Mihai Pelin, 04.01.2023, 17:30
Gegenwärtig sind in Rumänien 7,6 Millionen Menschen erwerbstätig und über 11 Millionen Bürger nicht erwerbstätig oder arbeitslos. Die letztjährige Volkszählung, die vom Nationalen Institut für Statistik (INS) durchgeführt wurde, zeigt, dass sich der demografische Alterungsprozess seit der letzten Volkszählung verschärft hat und der Anteil der Bevölkerung über 65 Jahren gestiegen ist. Die Gesamtzahl der Einwohner liegt jetzt bei knapp über 19 Millionen, was einem Rückgang von mehr als einer Million in den letzten 10 Jahren entspricht.
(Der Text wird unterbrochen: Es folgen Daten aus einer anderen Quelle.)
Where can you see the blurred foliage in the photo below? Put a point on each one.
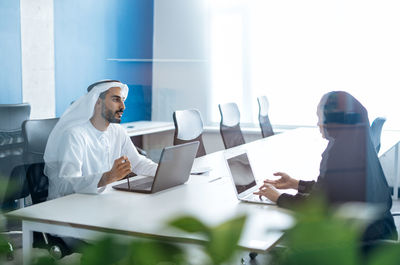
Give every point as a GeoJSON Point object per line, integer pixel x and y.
{"type": "Point", "coordinates": [324, 236]}
{"type": "Point", "coordinates": [320, 236]}
{"type": "Point", "coordinates": [221, 241]}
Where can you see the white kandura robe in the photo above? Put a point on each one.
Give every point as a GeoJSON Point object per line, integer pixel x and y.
{"type": "Point", "coordinates": [86, 153]}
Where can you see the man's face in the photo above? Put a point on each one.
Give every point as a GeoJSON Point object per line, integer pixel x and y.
{"type": "Point", "coordinates": [113, 105]}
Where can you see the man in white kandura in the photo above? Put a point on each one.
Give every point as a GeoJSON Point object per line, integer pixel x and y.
{"type": "Point", "coordinates": [88, 148]}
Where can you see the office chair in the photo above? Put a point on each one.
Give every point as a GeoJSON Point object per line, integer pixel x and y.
{"type": "Point", "coordinates": [230, 125]}
{"type": "Point", "coordinates": [11, 148]}
{"type": "Point", "coordinates": [188, 128]}
{"type": "Point", "coordinates": [36, 133]}
{"type": "Point", "coordinates": [263, 118]}
{"type": "Point", "coordinates": [376, 131]}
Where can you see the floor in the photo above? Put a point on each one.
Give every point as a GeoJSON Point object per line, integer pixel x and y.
{"type": "Point", "coordinates": [242, 258]}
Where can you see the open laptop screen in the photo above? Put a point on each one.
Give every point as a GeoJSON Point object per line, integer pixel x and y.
{"type": "Point", "coordinates": [241, 173]}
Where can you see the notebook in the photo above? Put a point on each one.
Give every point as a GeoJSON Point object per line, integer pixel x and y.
{"type": "Point", "coordinates": [173, 170]}
{"type": "Point", "coordinates": [243, 178]}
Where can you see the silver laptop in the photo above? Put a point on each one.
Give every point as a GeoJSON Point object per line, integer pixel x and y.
{"type": "Point", "coordinates": [173, 170]}
{"type": "Point", "coordinates": [243, 178]}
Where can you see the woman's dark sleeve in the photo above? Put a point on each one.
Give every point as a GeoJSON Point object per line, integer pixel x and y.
{"type": "Point", "coordinates": [305, 186]}
{"type": "Point", "coordinates": [289, 201]}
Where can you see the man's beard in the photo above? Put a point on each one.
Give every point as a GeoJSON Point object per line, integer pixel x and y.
{"type": "Point", "coordinates": [109, 116]}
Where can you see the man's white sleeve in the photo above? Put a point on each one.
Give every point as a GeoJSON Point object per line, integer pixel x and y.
{"type": "Point", "coordinates": [70, 174]}
{"type": "Point", "coordinates": [140, 164]}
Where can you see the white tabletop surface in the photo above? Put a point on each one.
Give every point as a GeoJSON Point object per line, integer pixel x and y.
{"type": "Point", "coordinates": [147, 127]}
{"type": "Point", "coordinates": [296, 152]}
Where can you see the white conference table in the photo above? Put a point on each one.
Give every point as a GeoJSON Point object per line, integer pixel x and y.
{"type": "Point", "coordinates": [139, 128]}
{"type": "Point", "coordinates": [210, 198]}
{"type": "Point", "coordinates": [389, 157]}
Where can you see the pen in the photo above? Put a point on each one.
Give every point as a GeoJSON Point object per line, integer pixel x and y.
{"type": "Point", "coordinates": [214, 179]}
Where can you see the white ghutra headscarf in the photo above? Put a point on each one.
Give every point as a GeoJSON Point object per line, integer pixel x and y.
{"type": "Point", "coordinates": [78, 113]}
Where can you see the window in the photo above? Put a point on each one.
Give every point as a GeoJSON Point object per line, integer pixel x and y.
{"type": "Point", "coordinates": [295, 51]}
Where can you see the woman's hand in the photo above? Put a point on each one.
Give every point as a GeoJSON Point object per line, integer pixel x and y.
{"type": "Point", "coordinates": [269, 191]}
{"type": "Point", "coordinates": [285, 182]}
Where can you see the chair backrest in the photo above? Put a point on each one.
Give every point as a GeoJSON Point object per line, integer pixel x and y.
{"type": "Point", "coordinates": [11, 149]}
{"type": "Point", "coordinates": [263, 118]}
{"type": "Point", "coordinates": [230, 125]}
{"type": "Point", "coordinates": [189, 128]}
{"type": "Point", "coordinates": [36, 133]}
{"type": "Point", "coordinates": [376, 131]}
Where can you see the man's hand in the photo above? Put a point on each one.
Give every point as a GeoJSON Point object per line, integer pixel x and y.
{"type": "Point", "coordinates": [268, 191]}
{"type": "Point", "coordinates": [285, 182]}
{"type": "Point", "coordinates": [120, 169]}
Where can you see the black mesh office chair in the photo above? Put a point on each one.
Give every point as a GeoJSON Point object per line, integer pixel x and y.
{"type": "Point", "coordinates": [36, 133]}
{"type": "Point", "coordinates": [230, 125]}
{"type": "Point", "coordinates": [189, 128]}
{"type": "Point", "coordinates": [12, 174]}
{"type": "Point", "coordinates": [263, 118]}
{"type": "Point", "coordinates": [376, 131]}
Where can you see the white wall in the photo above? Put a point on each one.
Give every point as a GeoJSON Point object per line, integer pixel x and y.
{"type": "Point", "coordinates": [37, 45]}
{"type": "Point", "coordinates": [181, 79]}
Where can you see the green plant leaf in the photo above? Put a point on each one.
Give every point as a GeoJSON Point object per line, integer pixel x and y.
{"type": "Point", "coordinates": [106, 251]}
{"type": "Point", "coordinates": [389, 254]}
{"type": "Point", "coordinates": [47, 260]}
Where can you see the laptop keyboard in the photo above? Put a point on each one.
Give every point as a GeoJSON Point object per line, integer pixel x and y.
{"type": "Point", "coordinates": [143, 182]}
{"type": "Point", "coordinates": [256, 198]}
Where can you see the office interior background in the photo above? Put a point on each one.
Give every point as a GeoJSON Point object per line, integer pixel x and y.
{"type": "Point", "coordinates": [179, 54]}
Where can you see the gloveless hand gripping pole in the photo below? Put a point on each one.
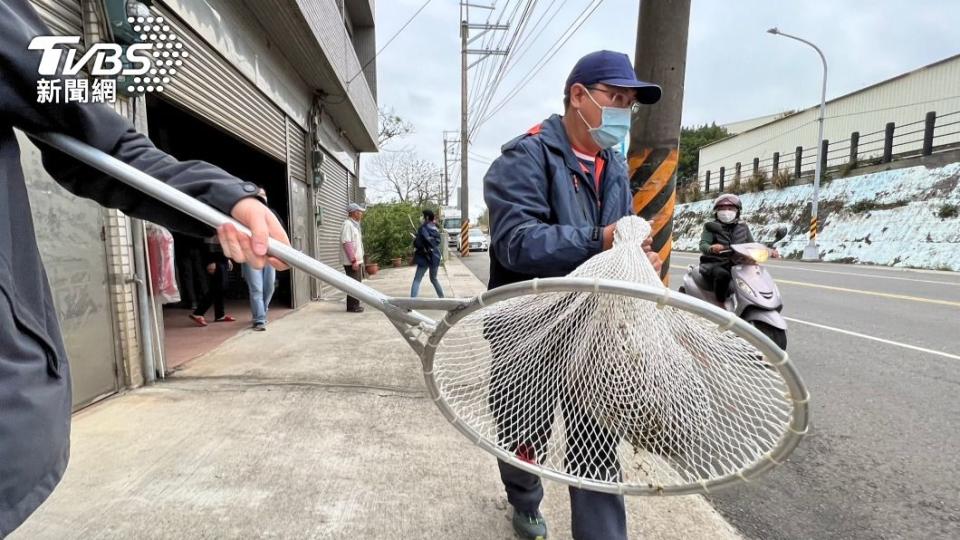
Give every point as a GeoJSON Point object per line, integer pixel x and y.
{"type": "Point", "coordinates": [192, 207]}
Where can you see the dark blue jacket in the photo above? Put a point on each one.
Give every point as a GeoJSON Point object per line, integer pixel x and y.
{"type": "Point", "coordinates": [34, 373]}
{"type": "Point", "coordinates": [545, 215]}
{"type": "Point", "coordinates": [427, 245]}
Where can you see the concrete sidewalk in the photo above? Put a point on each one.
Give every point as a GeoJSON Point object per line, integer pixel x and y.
{"type": "Point", "coordinates": [318, 428]}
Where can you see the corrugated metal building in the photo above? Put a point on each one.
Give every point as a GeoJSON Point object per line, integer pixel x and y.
{"type": "Point", "coordinates": [273, 92]}
{"type": "Point", "coordinates": [903, 100]}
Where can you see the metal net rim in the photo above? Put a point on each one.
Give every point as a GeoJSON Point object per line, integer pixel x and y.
{"type": "Point", "coordinates": [662, 296]}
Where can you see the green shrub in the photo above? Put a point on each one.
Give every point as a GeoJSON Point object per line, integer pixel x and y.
{"type": "Point", "coordinates": [756, 182]}
{"type": "Point", "coordinates": [865, 205]}
{"type": "Point", "coordinates": [690, 192]}
{"type": "Point", "coordinates": [387, 231]}
{"type": "Point", "coordinates": [781, 179]}
{"type": "Point", "coordinates": [847, 168]}
{"type": "Point", "coordinates": [948, 211]}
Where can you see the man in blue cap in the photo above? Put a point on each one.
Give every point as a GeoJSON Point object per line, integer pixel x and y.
{"type": "Point", "coordinates": [555, 195]}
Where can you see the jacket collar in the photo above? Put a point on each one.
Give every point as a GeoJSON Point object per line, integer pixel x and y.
{"type": "Point", "coordinates": [555, 137]}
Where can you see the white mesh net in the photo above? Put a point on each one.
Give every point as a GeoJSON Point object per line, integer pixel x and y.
{"type": "Point", "coordinates": [611, 388]}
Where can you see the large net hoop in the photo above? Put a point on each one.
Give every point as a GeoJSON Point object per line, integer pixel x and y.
{"type": "Point", "coordinates": [608, 381]}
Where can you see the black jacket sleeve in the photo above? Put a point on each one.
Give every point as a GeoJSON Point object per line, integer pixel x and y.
{"type": "Point", "coordinates": [102, 128]}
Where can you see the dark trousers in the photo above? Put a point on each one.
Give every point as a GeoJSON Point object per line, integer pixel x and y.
{"type": "Point", "coordinates": [193, 276]}
{"type": "Point", "coordinates": [720, 277]}
{"type": "Point", "coordinates": [593, 515]}
{"type": "Point", "coordinates": [217, 283]}
{"type": "Point", "coordinates": [524, 419]}
{"type": "Point", "coordinates": [353, 303]}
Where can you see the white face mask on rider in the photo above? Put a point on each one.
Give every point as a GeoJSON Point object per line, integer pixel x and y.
{"type": "Point", "coordinates": [727, 216]}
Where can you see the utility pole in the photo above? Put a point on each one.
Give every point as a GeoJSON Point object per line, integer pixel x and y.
{"type": "Point", "coordinates": [661, 58]}
{"type": "Point", "coordinates": [446, 173]}
{"type": "Point", "coordinates": [446, 164]}
{"type": "Point", "coordinates": [465, 39]}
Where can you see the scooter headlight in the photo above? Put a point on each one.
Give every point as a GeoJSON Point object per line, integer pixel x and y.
{"type": "Point", "coordinates": [759, 255]}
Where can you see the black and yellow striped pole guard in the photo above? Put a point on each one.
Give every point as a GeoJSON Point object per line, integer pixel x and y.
{"type": "Point", "coordinates": [465, 238]}
{"type": "Point", "coordinates": [653, 181]}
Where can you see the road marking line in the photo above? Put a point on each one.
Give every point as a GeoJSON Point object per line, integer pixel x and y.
{"type": "Point", "coordinates": [872, 338]}
{"type": "Point", "coordinates": [776, 264]}
{"type": "Point", "coordinates": [872, 293]}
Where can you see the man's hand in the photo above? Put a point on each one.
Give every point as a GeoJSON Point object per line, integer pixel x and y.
{"type": "Point", "coordinates": [608, 236]}
{"type": "Point", "coordinates": [252, 249]}
{"type": "Point", "coordinates": [652, 255]}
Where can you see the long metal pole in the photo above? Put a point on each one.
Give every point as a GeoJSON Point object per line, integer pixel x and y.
{"type": "Point", "coordinates": [446, 173]}
{"type": "Point", "coordinates": [464, 138]}
{"type": "Point", "coordinates": [206, 214]}
{"type": "Point", "coordinates": [145, 303]}
{"type": "Point", "coordinates": [661, 57]}
{"type": "Point", "coordinates": [811, 252]}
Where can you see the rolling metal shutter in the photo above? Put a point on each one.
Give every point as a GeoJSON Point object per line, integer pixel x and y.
{"type": "Point", "coordinates": [301, 209]}
{"type": "Point", "coordinates": [297, 145]}
{"type": "Point", "coordinates": [334, 198]}
{"type": "Point", "coordinates": [62, 16]}
{"type": "Point", "coordinates": [209, 86]}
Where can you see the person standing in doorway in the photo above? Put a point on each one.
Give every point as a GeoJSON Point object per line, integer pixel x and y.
{"type": "Point", "coordinates": [217, 267]}
{"type": "Point", "coordinates": [351, 250]}
{"type": "Point", "coordinates": [35, 371]}
{"type": "Point", "coordinates": [260, 283]}
{"type": "Point", "coordinates": [427, 254]}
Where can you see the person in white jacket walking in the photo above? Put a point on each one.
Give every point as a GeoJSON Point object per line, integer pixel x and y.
{"type": "Point", "coordinates": [351, 250]}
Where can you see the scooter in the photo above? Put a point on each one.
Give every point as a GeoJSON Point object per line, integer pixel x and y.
{"type": "Point", "coordinates": [753, 294]}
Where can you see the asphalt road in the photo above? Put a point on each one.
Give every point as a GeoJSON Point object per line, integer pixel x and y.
{"type": "Point", "coordinates": [882, 459]}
Die Daten zeigen einen besorgniserregenden Trend: Die Bevölkerung Rumäniens schrumpft in der Erwerbsbevölkerung, während der nicht aktive Bevölkerungsanteil konstant bleibt. Von 42 Landkreisen (einschließlich Bukarest) haben 39 an Bevölkerung eingebüßt, wobei die Hauptstadt den größten Rückgang zu verzeichnen hat (166 000 Personen). In Rumänien gibt es 8,1 Millionen Erwerbstätige, und fast 500 000 Menschen sind arbeitslos, die meisten von ihnen Männer. Was die nicht aktive Bevölkerung betrifft, so machen Rentner und Sozialhilfeempfänger fast 40 % und Schüler und Studenten etwa 32 % aus.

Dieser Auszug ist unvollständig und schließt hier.